Many fishers are already making plans to convert their 22-foot (6.7-meter) boats, known as pangas, into sport-fishing vessels that tourists will board for catch-and-release fishing trips or diving expeditions to observe sharks firsthand, Tolon said.
Sharp Declines
Some researchers believe shark stocks have declined worldwide by 75 percent since the late 1980s, triggered, in part, by Asia's appetite for shark fin soup.
An increased demand for fins—combined with the depletion of other commercially fished species, such as cod, tuna, and swordfish—has changed sharks from an unwanted bycatch into a valuable target species, according to experts.
Tolon's catch is sent to Mexico City, where wholesalers sell the meat to food vendors, who in turn sell shark burritos for about a dollar each.
The highly prized fins usually end up in soup that can sell for as much as a hundred dollars a bowl in China, the U.S., and elsewhere.
Understanding the System
Groups like Iemanya Oceanica say education is key to protecting Mexico's sharks.
They emphasize that sharks play a critical role in marine ecosystems, ensuring the long-term health and stability of fisheries and, in turn, economies.
Sharks are top predators, which means they maintain checks and balances on other species by feeding on sick or weak fish, seals, and other marine life. But sharks are slow to breed and are being overfished.
In the absence of sharks, populations of certain other species can mushroom, depleting some marine regions of resources needed to sustain ecosystem balance.
Tolon and 30 other fishers in his community are helping Iemanya Oceanica track the size and species of sharks in the Pacific Ocean and the Gulf of California, the two bodies of water divided by the Baja California peninsula.
They continue to hunt Galápagos, hammerhead, blue, and whale sharks, but make sure to release pregnant and young animals, Tolon said.
Iemanya Oceanica's executive director Laleh Mohajerani said involving fishing communities in research is an important conservation tool.
"What we want to do is give the fishers ownership over the management of their resources," said Mohajerani, whose work is funded in part by the National Geographic Society's Conservation Trust. (The National Geographic Society owns National Geographic News.)
"By logging their catches, they see in an even more direct way how far the shark stocks have fallen."
"It has not been easy," she added. Some fishers are resistant to ending their harvest of sharks now for a possible payoff later.
Sustainable Economies
Peter Klimley, a shark expert based at the University of California, Davis, believes groups like Iemanya Oceanica can succeed if indigenous fishers start to see sharks as a renewable resource, and if certain areas become off-limits to fishing.
"What makes the decline so poignant is that there's so much interest in ecotourism to dive with them," Klimley said. "We're in a transition where people are beginning to see these animals as something beautiful."
The economic transformation has worked in several Mexican seaside communities that used to rely on hunting sea turtles but have now switched to ecotourism.

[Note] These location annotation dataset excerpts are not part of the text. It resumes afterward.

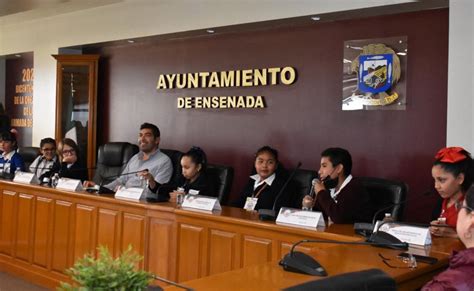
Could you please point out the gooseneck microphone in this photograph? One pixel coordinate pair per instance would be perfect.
(270, 214)
(366, 229)
(105, 190)
(300, 262)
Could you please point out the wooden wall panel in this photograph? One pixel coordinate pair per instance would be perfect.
(62, 231)
(191, 240)
(24, 229)
(160, 249)
(108, 230)
(133, 232)
(8, 223)
(255, 250)
(43, 231)
(85, 230)
(222, 251)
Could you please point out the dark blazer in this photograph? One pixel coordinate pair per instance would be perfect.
(266, 198)
(353, 204)
(204, 184)
(76, 171)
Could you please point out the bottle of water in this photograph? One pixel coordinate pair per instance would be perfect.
(55, 180)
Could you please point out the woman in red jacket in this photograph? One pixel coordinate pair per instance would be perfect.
(459, 275)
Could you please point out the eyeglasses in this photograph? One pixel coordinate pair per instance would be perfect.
(410, 261)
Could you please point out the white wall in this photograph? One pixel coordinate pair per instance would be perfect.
(136, 18)
(460, 127)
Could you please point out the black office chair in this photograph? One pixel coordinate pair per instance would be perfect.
(112, 157)
(28, 154)
(372, 279)
(223, 177)
(302, 182)
(175, 157)
(384, 193)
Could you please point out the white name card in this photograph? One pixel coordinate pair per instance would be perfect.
(201, 202)
(410, 234)
(132, 193)
(69, 184)
(26, 178)
(300, 217)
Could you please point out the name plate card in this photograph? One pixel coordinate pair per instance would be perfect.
(201, 202)
(300, 217)
(410, 234)
(131, 193)
(26, 178)
(69, 184)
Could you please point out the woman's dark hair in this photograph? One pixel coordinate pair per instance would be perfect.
(9, 136)
(339, 156)
(198, 156)
(46, 141)
(464, 166)
(71, 143)
(470, 197)
(269, 150)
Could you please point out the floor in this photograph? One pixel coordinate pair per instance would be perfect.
(9, 282)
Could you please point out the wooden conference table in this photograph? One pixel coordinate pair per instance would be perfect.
(43, 231)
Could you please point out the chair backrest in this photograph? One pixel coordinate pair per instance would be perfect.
(175, 157)
(302, 181)
(384, 193)
(28, 154)
(112, 157)
(223, 177)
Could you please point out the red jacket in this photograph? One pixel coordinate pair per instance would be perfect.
(459, 275)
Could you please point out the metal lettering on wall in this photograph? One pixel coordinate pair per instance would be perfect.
(225, 79)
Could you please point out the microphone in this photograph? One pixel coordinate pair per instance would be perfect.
(384, 237)
(171, 283)
(269, 214)
(366, 229)
(104, 190)
(300, 262)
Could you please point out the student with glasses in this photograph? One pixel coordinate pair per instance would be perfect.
(10, 160)
(452, 174)
(459, 275)
(46, 164)
(70, 161)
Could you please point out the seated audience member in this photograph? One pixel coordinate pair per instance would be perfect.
(453, 174)
(194, 179)
(70, 165)
(459, 275)
(338, 195)
(10, 160)
(47, 163)
(263, 187)
(153, 166)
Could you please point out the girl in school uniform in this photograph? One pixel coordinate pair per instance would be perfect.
(263, 187)
(452, 174)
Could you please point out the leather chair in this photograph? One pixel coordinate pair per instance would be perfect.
(223, 176)
(28, 154)
(175, 157)
(302, 181)
(384, 193)
(112, 157)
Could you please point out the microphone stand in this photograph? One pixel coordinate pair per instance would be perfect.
(300, 262)
(171, 282)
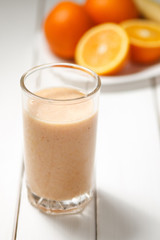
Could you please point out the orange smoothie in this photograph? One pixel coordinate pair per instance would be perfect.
(59, 144)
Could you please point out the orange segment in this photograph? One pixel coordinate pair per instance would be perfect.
(103, 48)
(144, 39)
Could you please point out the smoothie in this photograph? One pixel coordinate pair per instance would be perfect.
(59, 144)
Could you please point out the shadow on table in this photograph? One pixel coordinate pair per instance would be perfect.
(142, 84)
(117, 220)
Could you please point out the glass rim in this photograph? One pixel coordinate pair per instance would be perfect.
(66, 65)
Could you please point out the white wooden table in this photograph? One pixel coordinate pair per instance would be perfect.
(127, 201)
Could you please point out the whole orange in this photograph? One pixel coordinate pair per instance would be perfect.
(102, 11)
(64, 26)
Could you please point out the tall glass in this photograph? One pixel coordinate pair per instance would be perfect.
(60, 105)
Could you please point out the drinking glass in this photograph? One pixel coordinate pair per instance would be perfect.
(60, 108)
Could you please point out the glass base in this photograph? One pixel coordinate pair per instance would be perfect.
(54, 207)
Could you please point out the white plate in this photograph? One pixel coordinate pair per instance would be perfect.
(131, 73)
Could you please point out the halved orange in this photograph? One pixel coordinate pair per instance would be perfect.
(104, 48)
(144, 40)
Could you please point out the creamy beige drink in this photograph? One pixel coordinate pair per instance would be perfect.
(59, 145)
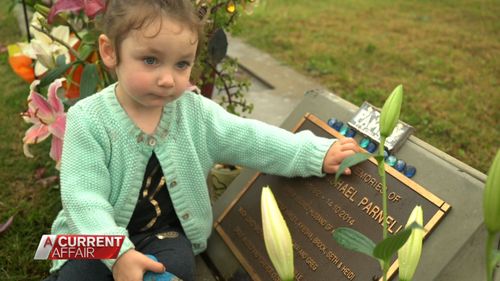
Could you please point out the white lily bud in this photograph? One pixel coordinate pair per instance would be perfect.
(390, 112)
(409, 254)
(276, 236)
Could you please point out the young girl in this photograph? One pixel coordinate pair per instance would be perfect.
(137, 154)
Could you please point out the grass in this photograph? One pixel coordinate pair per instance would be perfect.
(445, 53)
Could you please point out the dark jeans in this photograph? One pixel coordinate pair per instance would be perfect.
(169, 245)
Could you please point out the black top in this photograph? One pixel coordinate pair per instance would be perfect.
(154, 207)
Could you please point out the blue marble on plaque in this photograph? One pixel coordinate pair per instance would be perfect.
(410, 171)
(371, 147)
(391, 160)
(364, 142)
(344, 129)
(351, 133)
(338, 125)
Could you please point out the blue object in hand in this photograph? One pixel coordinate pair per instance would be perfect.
(164, 276)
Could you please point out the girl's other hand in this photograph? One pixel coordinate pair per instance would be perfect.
(132, 265)
(340, 150)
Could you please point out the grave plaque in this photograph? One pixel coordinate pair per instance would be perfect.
(313, 207)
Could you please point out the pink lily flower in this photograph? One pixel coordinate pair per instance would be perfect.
(48, 117)
(90, 7)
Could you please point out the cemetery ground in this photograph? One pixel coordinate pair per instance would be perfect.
(446, 54)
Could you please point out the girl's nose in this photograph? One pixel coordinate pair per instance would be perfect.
(166, 80)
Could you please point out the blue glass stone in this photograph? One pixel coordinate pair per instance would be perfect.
(351, 133)
(371, 147)
(331, 122)
(410, 171)
(400, 165)
(391, 160)
(364, 142)
(338, 125)
(344, 129)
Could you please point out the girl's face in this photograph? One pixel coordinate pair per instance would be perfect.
(155, 64)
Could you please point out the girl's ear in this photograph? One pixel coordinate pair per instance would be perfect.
(107, 51)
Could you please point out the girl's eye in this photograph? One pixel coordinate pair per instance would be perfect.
(150, 60)
(183, 64)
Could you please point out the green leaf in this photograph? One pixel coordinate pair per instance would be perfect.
(88, 83)
(390, 245)
(354, 240)
(351, 161)
(60, 60)
(53, 74)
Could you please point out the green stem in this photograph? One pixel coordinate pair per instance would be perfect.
(384, 198)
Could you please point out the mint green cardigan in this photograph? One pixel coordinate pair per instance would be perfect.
(105, 156)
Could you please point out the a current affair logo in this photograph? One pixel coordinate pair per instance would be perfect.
(82, 247)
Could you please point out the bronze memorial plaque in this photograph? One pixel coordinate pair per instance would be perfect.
(313, 207)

Local shark fisher Tolon is hoping to set an example by diversifying his business.
"We hope to preserve our communities by doing this," Tolon added. "But we need help from our government to build an infrastructure for tourists—to convert our boats, build campgrounds, motels, and restaurants."
He'd also like to sell his catch directly to people in Mexico City.

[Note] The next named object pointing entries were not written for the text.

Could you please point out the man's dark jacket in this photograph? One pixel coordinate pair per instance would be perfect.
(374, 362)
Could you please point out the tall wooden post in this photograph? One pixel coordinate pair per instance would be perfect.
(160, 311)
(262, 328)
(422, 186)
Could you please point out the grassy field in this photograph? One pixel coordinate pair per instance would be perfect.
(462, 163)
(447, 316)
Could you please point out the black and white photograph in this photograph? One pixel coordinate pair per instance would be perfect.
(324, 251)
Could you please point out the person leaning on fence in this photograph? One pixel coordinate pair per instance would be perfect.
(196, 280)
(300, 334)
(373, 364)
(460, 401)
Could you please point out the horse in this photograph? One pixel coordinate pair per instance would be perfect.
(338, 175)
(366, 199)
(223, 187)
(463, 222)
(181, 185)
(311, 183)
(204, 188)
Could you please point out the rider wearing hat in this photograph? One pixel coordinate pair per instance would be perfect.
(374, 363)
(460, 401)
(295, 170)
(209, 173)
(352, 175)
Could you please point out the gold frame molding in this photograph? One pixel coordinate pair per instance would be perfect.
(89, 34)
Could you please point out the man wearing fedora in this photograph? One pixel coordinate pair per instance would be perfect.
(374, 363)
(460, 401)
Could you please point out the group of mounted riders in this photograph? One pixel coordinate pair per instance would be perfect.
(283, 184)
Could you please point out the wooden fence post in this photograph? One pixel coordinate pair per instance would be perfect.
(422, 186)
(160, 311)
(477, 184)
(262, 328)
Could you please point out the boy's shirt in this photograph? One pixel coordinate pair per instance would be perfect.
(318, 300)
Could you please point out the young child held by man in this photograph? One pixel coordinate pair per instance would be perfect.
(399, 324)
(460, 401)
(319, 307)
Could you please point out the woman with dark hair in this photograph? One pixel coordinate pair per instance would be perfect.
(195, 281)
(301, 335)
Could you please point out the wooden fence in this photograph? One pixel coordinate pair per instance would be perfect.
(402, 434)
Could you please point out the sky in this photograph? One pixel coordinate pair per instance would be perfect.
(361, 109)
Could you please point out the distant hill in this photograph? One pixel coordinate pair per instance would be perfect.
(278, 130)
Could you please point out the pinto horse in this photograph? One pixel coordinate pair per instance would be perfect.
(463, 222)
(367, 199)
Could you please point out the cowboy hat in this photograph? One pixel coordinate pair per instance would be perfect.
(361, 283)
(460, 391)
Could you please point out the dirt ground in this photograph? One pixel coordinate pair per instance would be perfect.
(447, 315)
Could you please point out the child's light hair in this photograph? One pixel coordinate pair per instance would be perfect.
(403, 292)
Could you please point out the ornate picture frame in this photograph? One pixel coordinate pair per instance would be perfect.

"We'd make more money that way. But we haven't yet organized to do that."
Patrolling the Seas
Some species would benefit from being on government lists of protected species.
In 2007, for example, the Mexican government placed the great white shark on a list of protected species. It is now illegal to reel in the great white, once one of the fishers' prized catches because of its size.

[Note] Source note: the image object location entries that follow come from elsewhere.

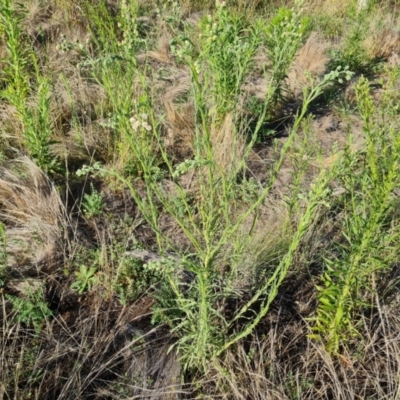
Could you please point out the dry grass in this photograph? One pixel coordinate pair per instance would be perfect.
(35, 218)
(310, 64)
(284, 364)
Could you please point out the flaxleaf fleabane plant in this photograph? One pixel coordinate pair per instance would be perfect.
(85, 279)
(93, 203)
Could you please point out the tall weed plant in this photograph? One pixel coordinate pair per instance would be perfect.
(21, 73)
(215, 223)
(369, 229)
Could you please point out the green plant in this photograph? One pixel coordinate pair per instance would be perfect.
(370, 236)
(227, 51)
(85, 279)
(93, 203)
(31, 310)
(210, 226)
(283, 37)
(3, 253)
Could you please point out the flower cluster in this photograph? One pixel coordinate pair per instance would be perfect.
(140, 122)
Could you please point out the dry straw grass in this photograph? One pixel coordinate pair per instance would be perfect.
(384, 42)
(228, 145)
(310, 62)
(34, 216)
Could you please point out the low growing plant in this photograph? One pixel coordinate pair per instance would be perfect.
(85, 279)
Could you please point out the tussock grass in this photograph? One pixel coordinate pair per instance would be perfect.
(199, 200)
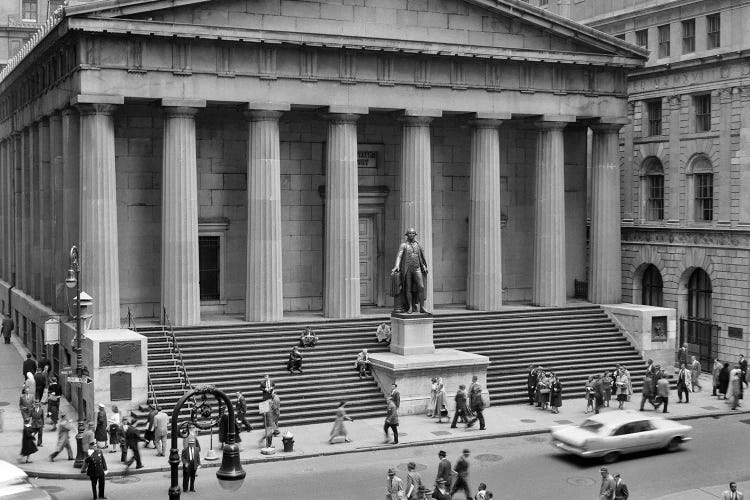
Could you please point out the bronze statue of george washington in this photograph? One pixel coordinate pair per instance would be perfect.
(411, 272)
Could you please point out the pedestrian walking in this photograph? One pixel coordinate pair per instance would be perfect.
(37, 422)
(28, 443)
(607, 488)
(395, 487)
(391, 421)
(462, 475)
(462, 407)
(161, 421)
(414, 486)
(476, 403)
(339, 429)
(445, 470)
(684, 384)
(191, 462)
(732, 493)
(621, 489)
(101, 427)
(695, 372)
(95, 466)
(63, 438)
(7, 329)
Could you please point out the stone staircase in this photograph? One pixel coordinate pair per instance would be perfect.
(573, 341)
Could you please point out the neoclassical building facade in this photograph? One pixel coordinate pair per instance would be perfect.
(253, 157)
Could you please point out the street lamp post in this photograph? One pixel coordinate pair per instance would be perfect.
(73, 280)
(230, 474)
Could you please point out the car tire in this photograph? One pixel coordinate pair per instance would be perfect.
(674, 444)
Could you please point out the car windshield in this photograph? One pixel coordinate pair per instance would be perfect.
(592, 426)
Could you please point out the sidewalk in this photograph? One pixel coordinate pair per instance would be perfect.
(312, 440)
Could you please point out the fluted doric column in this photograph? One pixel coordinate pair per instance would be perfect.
(606, 269)
(549, 216)
(264, 299)
(180, 272)
(342, 219)
(416, 189)
(100, 269)
(484, 279)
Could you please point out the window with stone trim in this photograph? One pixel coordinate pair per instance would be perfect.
(664, 44)
(704, 196)
(702, 104)
(688, 36)
(653, 110)
(641, 38)
(713, 31)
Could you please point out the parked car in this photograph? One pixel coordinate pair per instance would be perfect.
(609, 435)
(15, 485)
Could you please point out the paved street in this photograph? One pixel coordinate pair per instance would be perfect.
(514, 468)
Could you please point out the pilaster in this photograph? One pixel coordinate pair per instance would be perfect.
(180, 276)
(264, 297)
(416, 188)
(484, 279)
(342, 219)
(549, 216)
(606, 267)
(100, 271)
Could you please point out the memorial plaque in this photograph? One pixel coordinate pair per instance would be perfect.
(119, 353)
(120, 386)
(658, 328)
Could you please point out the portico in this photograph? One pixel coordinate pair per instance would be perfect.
(169, 128)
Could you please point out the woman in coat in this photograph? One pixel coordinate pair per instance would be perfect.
(338, 426)
(555, 394)
(28, 442)
(439, 401)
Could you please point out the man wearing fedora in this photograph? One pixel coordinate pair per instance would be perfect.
(191, 462)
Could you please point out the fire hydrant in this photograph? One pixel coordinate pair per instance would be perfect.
(288, 440)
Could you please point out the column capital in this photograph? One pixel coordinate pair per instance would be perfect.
(262, 115)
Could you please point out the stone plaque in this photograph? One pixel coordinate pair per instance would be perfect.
(120, 386)
(658, 328)
(119, 353)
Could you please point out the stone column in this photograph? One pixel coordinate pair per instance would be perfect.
(180, 276)
(549, 216)
(45, 214)
(605, 279)
(416, 189)
(100, 270)
(342, 219)
(264, 299)
(484, 287)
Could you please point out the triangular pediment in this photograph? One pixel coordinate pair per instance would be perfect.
(493, 24)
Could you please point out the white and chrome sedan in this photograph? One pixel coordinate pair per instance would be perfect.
(609, 435)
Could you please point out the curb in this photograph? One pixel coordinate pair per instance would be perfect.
(364, 449)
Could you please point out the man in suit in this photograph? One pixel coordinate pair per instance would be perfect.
(732, 493)
(132, 439)
(191, 462)
(621, 489)
(95, 466)
(445, 470)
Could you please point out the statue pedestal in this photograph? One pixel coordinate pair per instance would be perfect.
(414, 361)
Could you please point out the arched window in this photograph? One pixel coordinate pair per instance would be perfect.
(652, 287)
(699, 295)
(653, 194)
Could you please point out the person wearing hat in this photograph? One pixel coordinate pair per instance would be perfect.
(445, 470)
(395, 489)
(63, 438)
(191, 462)
(95, 466)
(607, 489)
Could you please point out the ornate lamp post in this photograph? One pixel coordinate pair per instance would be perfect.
(73, 280)
(230, 474)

But Klimley and Tolon agree that classification won't change the situation without patrols, similar to the way Mexico assigns patrols to protect sea turtles.
They recognize that patrolling beaches where female turtles spawn is a far easier task than sending naval patrols to protect the shark habitat in the waters that flank the Baja California peninsula.
Even so, Tolon said, "within five years, we'll have a disaster in the coastal communities without vigilance. We need those patrols. Without them, we'll soon be lost, in spite of the best efforts of those who are helping us."